No Words To Describe

21 Jun

Lately, it seems like my childless friends are more and more curious about how the whole labor, delivery and parenting thing works. I can only imagine it is due to my impending D-day (delivery day) and that they are getting closer to signing their life away to children as well. The fact that I am getting so big that it looks like the baby might actually choose to just explode out of my abdomen Aliens-style probably doesn’t hurt either.

Honestly, sometimes I think I may prefer Aliens-style to, you know, the “natural” way.

And by “natural” I mean hopped up on whatever drugs (legal or not) I can get my hands on pre-, post- and during labor.

I absolutely love when my friends ask questions about pregnancy and parenting. Not that I’m all that educated on the topic, but since I’m the only one of us who has blown out their vag, I guess that makes me the resident expert (you know, besides our friend who is in medical school and actually is somewhat of an actual resident expert).

I do my best in these conversations to assuage the fears of my friends. Their biggest fears seem to gravitate towards said blowing out of vaginas, pooping on the table and just pain in general. Unfortunately, I’ve found that my filter-less honesty policy does more to freak the crap out of the girls than make them comfortable with the idea of childbirth.

Most of the time my friends leave these conversations looking completely terrified and double-checking their stock of condoms and birth control pills. Except for the one time I told them about our neighborhood’s Wine Play Date. That they were on-board with.

During one of our last conversations on the horrors and awesomeness of becoming a mother, as I excused myself to pee for the 51st time that evening, I had an epiphany of sorts…

…wait for it…

…no really, I’m drawing this out because it’s probably the lamest “epiphany” you will every read…

…okay, here it is…

While it’s really easy to describe and catalog the endless aches and pains of pregnancy, how in God’s green Earth are you supposed to explain to a non-parent the immediate and absolute bliss that comes with pushing out your baby and seeing him or her for first time?

Not to mention the delight of seeing your little one grow, learn and shape who they are and who they are going to be (in between temper tantrums, of course).

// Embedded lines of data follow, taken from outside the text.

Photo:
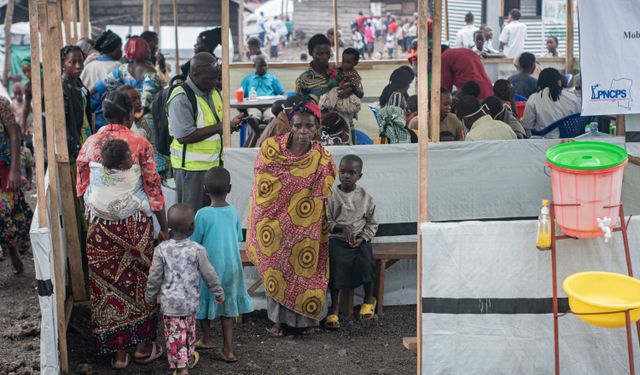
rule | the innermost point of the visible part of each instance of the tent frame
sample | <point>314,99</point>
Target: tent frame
<point>45,18</point>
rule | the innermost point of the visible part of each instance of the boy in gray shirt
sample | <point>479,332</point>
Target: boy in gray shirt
<point>175,274</point>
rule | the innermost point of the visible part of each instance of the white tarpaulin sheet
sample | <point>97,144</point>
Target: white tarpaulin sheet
<point>467,180</point>
<point>610,80</point>
<point>486,293</point>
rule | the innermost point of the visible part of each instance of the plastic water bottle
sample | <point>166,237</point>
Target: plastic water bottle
<point>594,128</point>
<point>543,241</point>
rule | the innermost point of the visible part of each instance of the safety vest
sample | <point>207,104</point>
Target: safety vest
<point>203,155</point>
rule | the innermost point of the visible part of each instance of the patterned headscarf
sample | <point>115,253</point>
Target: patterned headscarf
<point>108,42</point>
<point>136,49</point>
<point>393,125</point>
<point>306,107</point>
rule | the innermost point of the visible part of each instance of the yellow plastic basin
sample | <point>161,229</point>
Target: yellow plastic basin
<point>601,292</point>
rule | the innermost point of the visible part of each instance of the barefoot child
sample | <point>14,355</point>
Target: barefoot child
<point>218,230</point>
<point>175,273</point>
<point>352,225</point>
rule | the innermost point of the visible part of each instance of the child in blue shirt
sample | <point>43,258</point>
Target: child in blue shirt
<point>218,230</point>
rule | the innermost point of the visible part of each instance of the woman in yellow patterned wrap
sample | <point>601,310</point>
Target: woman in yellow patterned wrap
<point>287,238</point>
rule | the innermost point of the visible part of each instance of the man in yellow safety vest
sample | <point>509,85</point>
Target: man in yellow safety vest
<point>197,135</point>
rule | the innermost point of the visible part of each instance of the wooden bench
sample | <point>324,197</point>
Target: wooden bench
<point>385,255</point>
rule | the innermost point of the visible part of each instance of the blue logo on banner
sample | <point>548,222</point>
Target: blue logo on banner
<point>619,91</point>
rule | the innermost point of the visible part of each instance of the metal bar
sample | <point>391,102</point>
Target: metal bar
<point>434,129</point>
<point>175,34</point>
<point>569,55</point>
<point>8,21</point>
<point>554,280</point>
<point>632,367</point>
<point>145,15</point>
<point>336,38</point>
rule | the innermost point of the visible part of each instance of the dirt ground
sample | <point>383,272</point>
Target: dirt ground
<point>19,320</point>
<point>373,347</point>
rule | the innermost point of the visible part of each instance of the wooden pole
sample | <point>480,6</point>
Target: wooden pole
<point>336,38</point>
<point>36,103</point>
<point>8,21</point>
<point>175,34</point>
<point>84,19</point>
<point>569,55</point>
<point>434,129</point>
<point>226,84</point>
<point>52,41</point>
<point>423,148</point>
<point>155,18</point>
<point>66,19</point>
<point>74,22</point>
<point>446,18</point>
<point>145,15</point>
<point>240,30</point>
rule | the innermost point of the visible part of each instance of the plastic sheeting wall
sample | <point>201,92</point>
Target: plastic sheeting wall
<point>487,301</point>
<point>467,181</point>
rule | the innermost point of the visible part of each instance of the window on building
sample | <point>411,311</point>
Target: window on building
<point>528,8</point>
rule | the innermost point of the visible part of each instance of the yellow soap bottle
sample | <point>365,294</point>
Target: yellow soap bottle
<point>543,241</point>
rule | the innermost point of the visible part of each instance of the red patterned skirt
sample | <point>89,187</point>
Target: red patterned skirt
<point>119,256</point>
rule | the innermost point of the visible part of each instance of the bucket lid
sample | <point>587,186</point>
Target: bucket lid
<point>586,155</point>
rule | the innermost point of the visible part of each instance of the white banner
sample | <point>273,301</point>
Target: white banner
<point>554,12</point>
<point>610,36</point>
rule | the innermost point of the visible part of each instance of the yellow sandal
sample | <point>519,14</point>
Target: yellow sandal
<point>332,322</point>
<point>368,310</point>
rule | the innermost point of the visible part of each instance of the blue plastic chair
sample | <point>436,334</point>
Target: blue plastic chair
<point>568,77</point>
<point>361,138</point>
<point>243,134</point>
<point>375,111</point>
<point>569,127</point>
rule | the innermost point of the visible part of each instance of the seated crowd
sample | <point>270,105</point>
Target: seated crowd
<point>130,128</point>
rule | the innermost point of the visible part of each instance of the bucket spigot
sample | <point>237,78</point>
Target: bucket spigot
<point>605,225</point>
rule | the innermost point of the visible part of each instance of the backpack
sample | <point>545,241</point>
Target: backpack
<point>161,116</point>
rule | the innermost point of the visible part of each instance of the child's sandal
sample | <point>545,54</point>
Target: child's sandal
<point>368,310</point>
<point>332,322</point>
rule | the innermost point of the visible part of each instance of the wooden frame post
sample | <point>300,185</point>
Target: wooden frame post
<point>53,43</point>
<point>8,21</point>
<point>569,53</point>
<point>175,35</point>
<point>155,16</point>
<point>436,50</point>
<point>36,89</point>
<point>423,149</point>
<point>336,37</point>
<point>74,22</point>
<point>145,15</point>
<point>56,144</point>
<point>226,84</point>
<point>83,7</point>
<point>446,19</point>
<point>66,20</point>
<point>241,30</point>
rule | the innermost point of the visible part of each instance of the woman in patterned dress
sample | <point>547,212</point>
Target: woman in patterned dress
<point>287,235</point>
<point>139,73</point>
<point>314,82</point>
<point>15,213</point>
<point>120,243</point>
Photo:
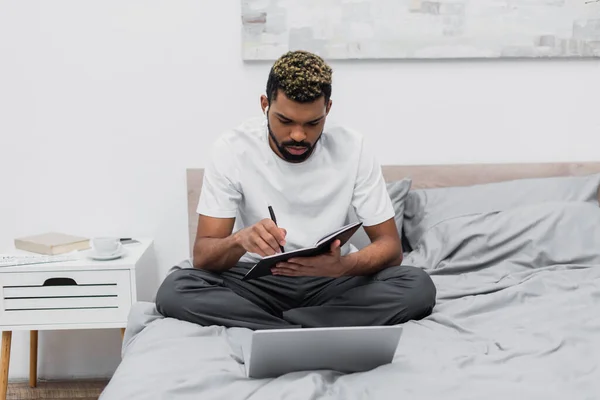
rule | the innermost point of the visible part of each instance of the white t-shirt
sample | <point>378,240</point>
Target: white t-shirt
<point>310,199</point>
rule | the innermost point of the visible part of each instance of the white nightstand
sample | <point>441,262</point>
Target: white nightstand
<point>80,294</point>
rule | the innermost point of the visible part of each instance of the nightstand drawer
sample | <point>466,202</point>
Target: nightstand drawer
<point>64,297</point>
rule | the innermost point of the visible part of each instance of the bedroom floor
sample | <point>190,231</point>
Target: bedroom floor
<point>56,390</point>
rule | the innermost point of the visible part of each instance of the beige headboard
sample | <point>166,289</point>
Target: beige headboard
<point>429,176</point>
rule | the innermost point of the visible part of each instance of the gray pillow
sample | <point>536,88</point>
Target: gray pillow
<point>398,190</point>
<point>424,208</point>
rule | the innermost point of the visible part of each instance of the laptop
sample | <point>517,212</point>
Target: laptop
<point>272,353</point>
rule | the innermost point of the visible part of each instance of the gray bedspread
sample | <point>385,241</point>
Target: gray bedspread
<point>518,316</point>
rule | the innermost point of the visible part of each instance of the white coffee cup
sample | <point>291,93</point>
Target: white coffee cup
<point>106,246</point>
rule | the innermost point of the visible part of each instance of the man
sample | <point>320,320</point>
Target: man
<point>311,176</point>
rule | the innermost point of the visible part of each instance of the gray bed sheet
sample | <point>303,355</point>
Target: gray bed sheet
<point>518,316</point>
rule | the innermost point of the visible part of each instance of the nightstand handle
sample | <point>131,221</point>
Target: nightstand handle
<point>60,282</point>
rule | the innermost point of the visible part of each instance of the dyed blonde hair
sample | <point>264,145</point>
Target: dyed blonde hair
<point>303,76</point>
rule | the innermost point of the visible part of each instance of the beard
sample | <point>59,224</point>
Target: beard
<point>282,147</point>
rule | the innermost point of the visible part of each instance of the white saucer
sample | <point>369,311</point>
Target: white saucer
<point>105,257</point>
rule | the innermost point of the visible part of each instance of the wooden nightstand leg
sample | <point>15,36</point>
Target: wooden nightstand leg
<point>33,335</point>
<point>6,339</point>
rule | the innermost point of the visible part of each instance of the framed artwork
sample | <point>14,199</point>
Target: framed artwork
<point>421,29</point>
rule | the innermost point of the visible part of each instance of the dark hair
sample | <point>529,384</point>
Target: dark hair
<point>302,76</point>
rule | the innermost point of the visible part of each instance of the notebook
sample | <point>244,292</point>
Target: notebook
<point>322,246</point>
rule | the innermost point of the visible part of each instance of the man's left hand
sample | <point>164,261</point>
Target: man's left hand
<point>326,265</point>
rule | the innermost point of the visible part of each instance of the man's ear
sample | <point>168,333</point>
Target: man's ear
<point>264,103</point>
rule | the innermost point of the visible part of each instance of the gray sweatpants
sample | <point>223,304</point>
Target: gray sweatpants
<point>392,296</point>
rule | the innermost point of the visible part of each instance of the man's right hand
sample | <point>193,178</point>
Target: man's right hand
<point>263,238</point>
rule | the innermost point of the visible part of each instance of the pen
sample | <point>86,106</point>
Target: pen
<point>275,220</point>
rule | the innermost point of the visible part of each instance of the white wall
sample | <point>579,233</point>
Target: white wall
<point>149,84</point>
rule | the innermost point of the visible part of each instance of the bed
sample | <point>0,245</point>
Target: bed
<point>514,251</point>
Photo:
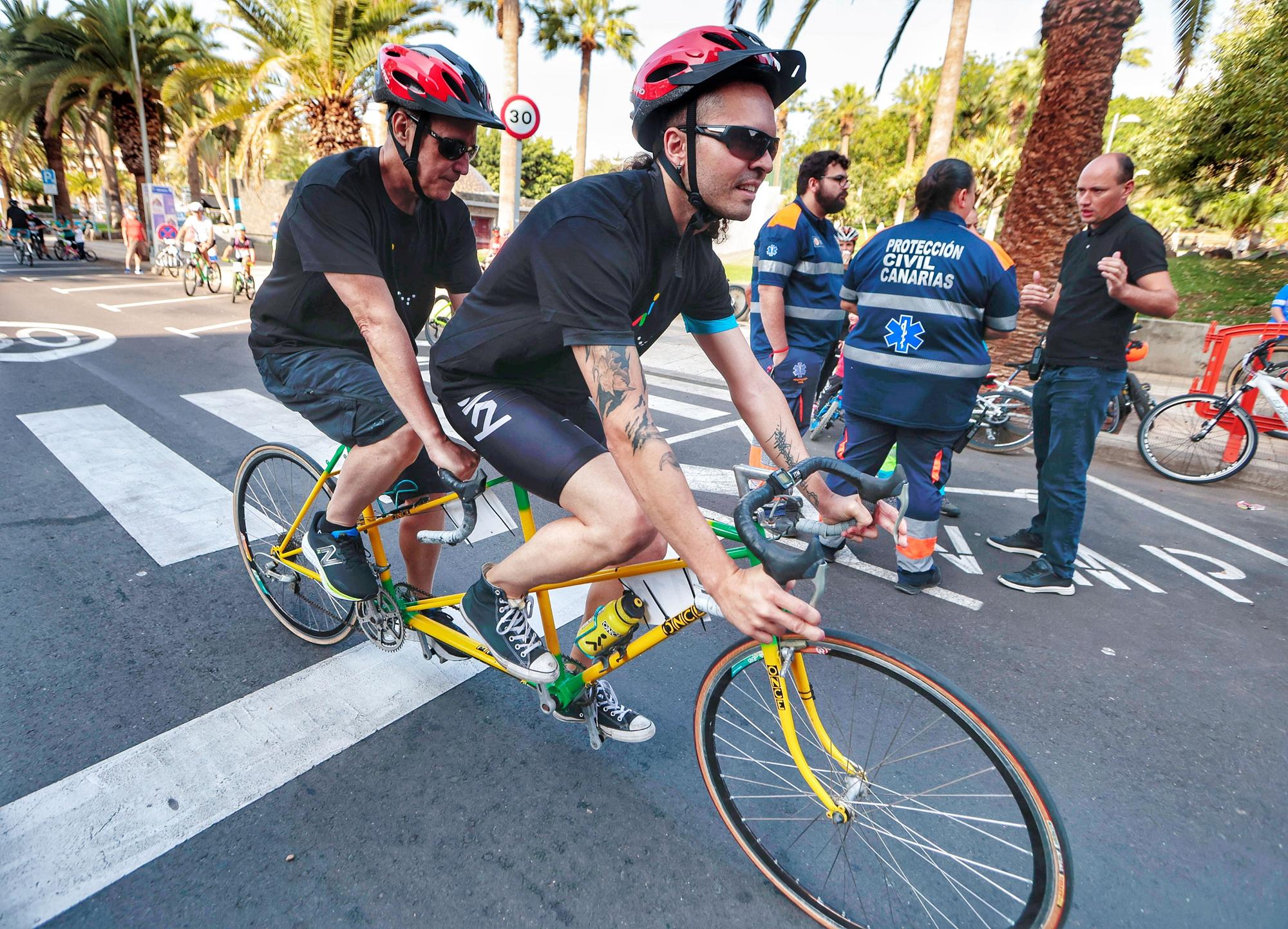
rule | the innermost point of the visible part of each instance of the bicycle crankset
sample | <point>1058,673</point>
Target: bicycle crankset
<point>382,622</point>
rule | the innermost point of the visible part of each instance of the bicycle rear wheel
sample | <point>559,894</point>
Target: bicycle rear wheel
<point>947,823</point>
<point>1008,425</point>
<point>1184,439</point>
<point>274,482</point>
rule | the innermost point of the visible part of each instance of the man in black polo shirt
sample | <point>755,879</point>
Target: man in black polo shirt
<point>1112,270</point>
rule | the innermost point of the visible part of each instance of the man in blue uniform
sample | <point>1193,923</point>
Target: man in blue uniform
<point>797,317</point>
<point>928,292</point>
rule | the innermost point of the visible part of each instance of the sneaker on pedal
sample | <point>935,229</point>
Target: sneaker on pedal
<point>342,561</point>
<point>1019,543</point>
<point>618,722</point>
<point>1039,578</point>
<point>503,626</point>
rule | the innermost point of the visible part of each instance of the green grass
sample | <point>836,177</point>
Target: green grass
<point>1227,291</point>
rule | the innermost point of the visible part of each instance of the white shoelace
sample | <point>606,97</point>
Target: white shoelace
<point>515,626</point>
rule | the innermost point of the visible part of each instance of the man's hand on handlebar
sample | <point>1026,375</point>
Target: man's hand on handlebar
<point>759,608</point>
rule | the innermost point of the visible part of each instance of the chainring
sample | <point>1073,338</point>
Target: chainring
<point>382,622</point>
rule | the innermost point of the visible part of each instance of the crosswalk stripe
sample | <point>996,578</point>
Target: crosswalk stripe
<point>688,411</point>
<point>171,507</point>
<point>69,841</point>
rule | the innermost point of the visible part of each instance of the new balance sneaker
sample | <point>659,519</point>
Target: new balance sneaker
<point>616,722</point>
<point>342,561</point>
<point>1021,543</point>
<point>503,626</point>
<point>1039,578</point>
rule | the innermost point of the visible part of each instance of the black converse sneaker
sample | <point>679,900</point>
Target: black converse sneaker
<point>616,722</point>
<point>503,626</point>
<point>342,561</point>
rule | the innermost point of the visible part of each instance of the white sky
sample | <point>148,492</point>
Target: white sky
<point>844,41</point>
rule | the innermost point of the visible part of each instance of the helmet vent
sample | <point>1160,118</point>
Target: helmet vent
<point>665,72</point>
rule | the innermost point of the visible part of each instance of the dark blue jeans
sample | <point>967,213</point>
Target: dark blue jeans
<point>1070,407</point>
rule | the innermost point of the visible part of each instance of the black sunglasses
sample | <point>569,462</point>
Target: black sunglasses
<point>449,148</point>
<point>746,143</point>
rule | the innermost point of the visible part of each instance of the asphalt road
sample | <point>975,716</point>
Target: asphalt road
<point>1152,702</point>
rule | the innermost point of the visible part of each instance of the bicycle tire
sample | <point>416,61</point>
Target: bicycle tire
<point>1169,439</point>
<point>279,500</point>
<point>1008,429</point>
<point>893,794</point>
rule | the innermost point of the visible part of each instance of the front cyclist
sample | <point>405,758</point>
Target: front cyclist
<point>540,368</point>
<point>366,238</point>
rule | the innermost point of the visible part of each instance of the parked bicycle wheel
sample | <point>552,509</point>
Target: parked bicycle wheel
<point>947,824</point>
<point>1008,422</point>
<point>1198,438</point>
<point>271,484</point>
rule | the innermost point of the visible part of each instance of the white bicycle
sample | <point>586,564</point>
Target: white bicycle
<point>1204,438</point>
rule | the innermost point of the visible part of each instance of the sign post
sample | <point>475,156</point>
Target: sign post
<point>522,118</point>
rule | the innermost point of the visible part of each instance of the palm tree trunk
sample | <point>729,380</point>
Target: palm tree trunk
<point>509,13</point>
<point>1085,42</point>
<point>950,84</point>
<point>579,158</point>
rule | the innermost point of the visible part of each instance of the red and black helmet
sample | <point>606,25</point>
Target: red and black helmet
<point>704,54</point>
<point>436,80</point>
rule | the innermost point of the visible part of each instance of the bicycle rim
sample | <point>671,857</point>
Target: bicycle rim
<point>1008,426</point>
<point>275,480</point>
<point>949,829</point>
<point>1180,440</point>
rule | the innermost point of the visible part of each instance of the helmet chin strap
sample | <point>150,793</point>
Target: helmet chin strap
<point>410,160</point>
<point>703,214</point>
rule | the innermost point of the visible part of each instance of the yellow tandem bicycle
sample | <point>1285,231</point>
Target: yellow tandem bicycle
<point>864,785</point>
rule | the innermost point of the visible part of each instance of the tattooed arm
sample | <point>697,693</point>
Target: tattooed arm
<point>749,597</point>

As hard as I try, the words just seem so dull and lackluster. I assure them, “No, no, really! The second you bust that baby out of you, all the pain goes away. You could care less about what has just happened, momnesia sets in, and all you care about in the world is this precious newborn laying on your chest.”

But in comparison to the nausea, backaches, urinary incontinence, pooping on the L&D table (which, I promise is not a big deal, people!! Just swear everyone in the room to secrecy and you‘ll never even know if you shit or not.), and possibly getting stitches to close up your butt-gina afterward, the “but your iddle widdle bebee is so precious” argument seems to get a little lost in the haze of fear.

My last pro-baby/vaginal birth argument always comes down to the fact that I am chicken shit AND had a pretty traumatic birth with Bee and I’m still going on this crazy ride again.

So I figure I’ll either convince my friends that pregnancy and childbirth is not really that bad or that I’m some weird freak who is in to S&M.

Maybe both. (wink wink)

Song title: No Words to Describe by Ever We Fall

2 Responses to “No Words To Describe”

  1. Betts June 21, 2010 at 8:40 am #

    There is probably only one group of people on which brute honesty about pregnancy and labor is useful… teenage girls.